Kenntnisse über den Kreis Kleve vorhanden
Zunächst wird einiges über den Produktionsstandort in Weeze geschrieben. Die Kampfjets werden dabei als „High-Tech Atombomber“ bezeichnet. Auch der NATO-Gefechtsstand bei Uedem wird erwähnt, was auf genauere regionale Kenntnisse des Verfassers schließen lässt, der resümiert: „Der Kreis Kleve ist damit eine Region höchster militärischer und demnächst auch rüstungstechnischer Bedeutung.“
Im weiteren Verlauf des Textes wird die Absicht des anonymen Verfassers dann deutlich, wenn er schreibt: „Auch in anderen Konfliktregionen entwickeln sich immer mehr Begehrlichkeiten nach unseren Qualitätsprodukten. Ich erinnere nur an unsere bombigen Geschäfte mit Saudi Arabien und der Türkei. Im Namen unserer Aktionäre danke ich Herrn Putin für die Eröffnung des neuen profitablen Kriegsschauplatzes in der Ukraine und Herrn Selenski [sic!] für die anhaltenden Waffen und Munitionsbestellungen, denen wir gerne nachkommen.“
Angebliches Angebot für Bürger im Kreis Kleve
Erst ganz zum Schluss wird auf das bereits am Anfang erwähnte Angebot näher eingegangen. „Darüber hinaus biete ich Ihnen an, mit uns von den Kriegsgewinnen der Rheinmetall AG in besonderer Weise zu profitieren“, ist zu lesen. „Exklusiv erhalten Sie von uns ein Angebot für den Erwerb unserer Aktien zu einem Vorzugspreis, der nur für Bürgerinnen und Bürger des Kreises Kleve gilt. Damit können Sie stolzer Miteigentümer und geschätzter Teil unserer Rheinmetall-Familie werden. Tod und Elend in aller Welt sind dann auch Ihr Geschäft. Sie dürfen sich auf explosive Gewinne und ein bombiges Wertsteigerungspotential freuen“.

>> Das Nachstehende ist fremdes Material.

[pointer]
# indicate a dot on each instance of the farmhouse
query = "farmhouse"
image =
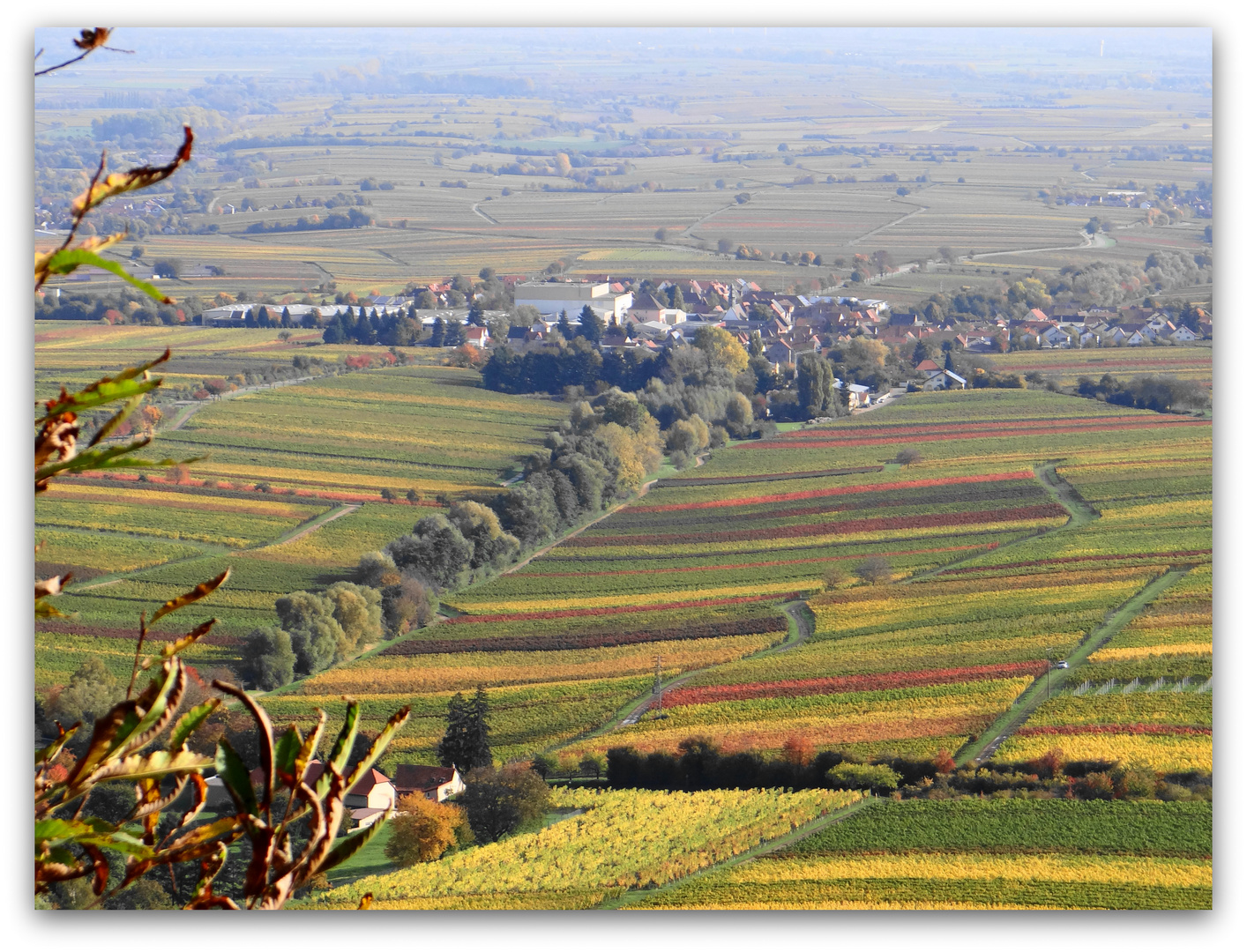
(436, 783)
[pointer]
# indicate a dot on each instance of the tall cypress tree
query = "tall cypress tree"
(466, 744)
(591, 327)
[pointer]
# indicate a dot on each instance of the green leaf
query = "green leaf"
(190, 722)
(114, 421)
(70, 259)
(287, 755)
(379, 746)
(53, 834)
(235, 775)
(342, 747)
(187, 639)
(159, 764)
(352, 845)
(123, 386)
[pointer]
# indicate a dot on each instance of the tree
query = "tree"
(466, 744)
(423, 830)
(908, 457)
(722, 349)
(591, 327)
(267, 658)
(798, 750)
(815, 380)
(315, 632)
(497, 801)
(593, 765)
(436, 550)
(544, 765)
(93, 689)
(874, 569)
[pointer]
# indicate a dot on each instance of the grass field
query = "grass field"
(975, 151)
(975, 855)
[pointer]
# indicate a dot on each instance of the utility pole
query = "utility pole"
(657, 680)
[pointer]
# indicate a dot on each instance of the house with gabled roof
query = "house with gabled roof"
(945, 380)
(436, 783)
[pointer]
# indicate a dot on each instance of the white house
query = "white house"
(945, 380)
(555, 297)
(437, 783)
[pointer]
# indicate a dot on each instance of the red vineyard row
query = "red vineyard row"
(771, 563)
(617, 609)
(595, 639)
(804, 687)
(1069, 729)
(837, 491)
(1019, 514)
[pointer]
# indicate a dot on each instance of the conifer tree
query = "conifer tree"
(591, 327)
(466, 744)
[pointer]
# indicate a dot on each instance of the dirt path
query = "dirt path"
(889, 225)
(780, 843)
(319, 521)
(1063, 493)
(1042, 689)
(484, 214)
(640, 493)
(803, 627)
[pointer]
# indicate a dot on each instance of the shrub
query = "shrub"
(876, 777)
(874, 569)
(267, 658)
(497, 801)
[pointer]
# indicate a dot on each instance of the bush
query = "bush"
(424, 830)
(874, 569)
(876, 777)
(267, 658)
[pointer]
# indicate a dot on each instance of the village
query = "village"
(653, 316)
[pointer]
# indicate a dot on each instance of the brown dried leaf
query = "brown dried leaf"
(120, 182)
(201, 591)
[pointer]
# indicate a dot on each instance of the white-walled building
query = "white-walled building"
(551, 298)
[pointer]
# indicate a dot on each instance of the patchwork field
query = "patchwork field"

Unter einigen fett gedruckten Wörtern ist noch in kleiner Schrift zu lesen: „Dies ist eine original Hipp Hipp Hurra Qualitätssatire frisch aus der Region“. Ob der Verfasser des Briefes weiß, dass der Ausspruch „Hipp Hipp Hurra“ im Verdacht des Antisemitismus steht, sei mal dahingestellt. Rheinmetall jedenfalls kann über die selbst apostrophierte Qualitätssatire wenig lachen. „Angesichts des Leids der Menschen in der Ukraine, die täglich todbringenden Angriffen ausgesetzt sind, haben wir kein Verständnis für geschmacklose Aktionen dieser Art“, teilt Oliver Hoffmann, Leiter Presse- und Öffentlichkeitsarbeit bei Rheinmetall, auf Nachfrage der NRZ mit. „Mit unseren Produkten helfen wir der Ukraine in ihrem Freiheitskampf gegen den russischen Aggressor. Die Rheinmetall-Fertigung am Standort Weeze wird zudem der nationalen Sicherheit Deutschlands dienen. Wir bedauern, dass Bürgerinnen und Bürger in der Region auf diese Weise verunsichert und vermeintlich im Namen Rheinmetalls in die Irre geführt werden. Ob wir angesichts des zynischen und rufschädigenden Missbrauchs unseres Markennamens rechtliche Schritte ergreifen, prüfen wir derzeit noch.“
Zudem hätten sich auch schon einige Bürger aufgrund des fingierten Briefes bei Rheinmetall gemeldet. Welche Dimension die Verteilungsaktion genommen hat, lässt sich hingegen nicht genauer verifizieren, etwa ob auch Haushalte im rechtsrheinischen Teil des Kreis Kleve den Brief erhalten haben.